娘去的突然,留给他们的东西本来就不多。娘生前一直很珍爱这个花瓶,视它如宝,瓶身上雕得图案很繁复,娘跟他们说起过它的来历。又联想到钱夕蕴的突然闯入,从商更是气不打一处来,越骂越是控制不住。
油壁车,青石街,她穿着那时最流行的广袖裙,明艳艳的翠绿色。爹就这样策马而来,黝黑的马儿,高大俊猊,爹却能一下就跃了下来,停在娘的车前。捡起她的丝帕,交还给她,娘说爹那日的笑是她见过最俊的,淡淡的,一下子就抨击了她的心房。

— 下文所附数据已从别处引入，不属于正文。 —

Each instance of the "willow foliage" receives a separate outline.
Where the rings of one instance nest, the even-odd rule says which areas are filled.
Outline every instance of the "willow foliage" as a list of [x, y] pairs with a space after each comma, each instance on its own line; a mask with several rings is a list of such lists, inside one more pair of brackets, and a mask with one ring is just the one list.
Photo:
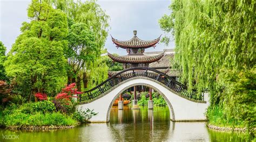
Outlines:
[[[175, 58], [182, 71], [181, 80], [190, 89], [210, 91], [212, 105], [225, 100], [227, 112], [238, 108], [230, 106], [237, 100], [230, 98], [237, 97], [234, 96], [234, 90], [241, 91], [241, 86], [234, 84], [247, 77], [252, 79], [248, 76], [255, 75], [255, 4], [253, 0], [174, 0], [169, 6], [171, 13], [159, 21], [161, 29], [174, 36]], [[165, 36], [163, 41], [167, 44], [169, 39]], [[247, 75], [231, 79], [234, 72]], [[255, 89], [255, 84], [253, 85]], [[247, 100], [252, 94], [255, 96], [255, 91], [250, 94], [246, 92], [237, 92], [243, 94], [241, 99]], [[249, 100], [242, 104], [254, 109], [239, 111], [255, 112], [255, 97]], [[251, 114], [248, 118], [255, 118], [248, 114]], [[244, 120], [242, 118], [237, 119]], [[250, 120], [248, 122], [255, 123]]]
[[6, 51], [6, 48], [4, 46], [2, 42], [0, 42], [0, 80], [6, 80], [7, 79], [4, 67], [4, 63], [6, 58], [5, 56]]
[[62, 87], [68, 30], [66, 15], [46, 1], [32, 0], [28, 16], [31, 21], [22, 24], [4, 66], [16, 88], [29, 101], [36, 92], [55, 94]]
[[109, 67], [107, 66], [104, 57], [101, 56], [95, 62], [90, 62], [86, 73], [88, 75], [88, 89], [92, 89], [105, 81], [108, 77]]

是心有灵犀,从凉也想到了这段故事,她记得娘当时说的时候,别提笑得多灿烂了。从凉一直在心底偷偷的想,她长大后也要有娘这样的笑容,也要塑一个这样的花瓶,定格住记忆里最美的瞬间。
可是现在,娘不在了,花瓶碎了。从凉哭得更伤心,不停地扯着哥哥的衣裳,哭哭啼啼地说:“哥哥……我想娘,我讨厌她,她砸碎了花瓶……没有花瓶了,爹会忘了娘的……”
“不准哭,也不准这么说!爹不会忘记娘,娘也永远不会离开我们!”被从凉这么一说,从商攥紧小拳头。愤恨的目光笔直射向如乐,看得大伙一阵心惊。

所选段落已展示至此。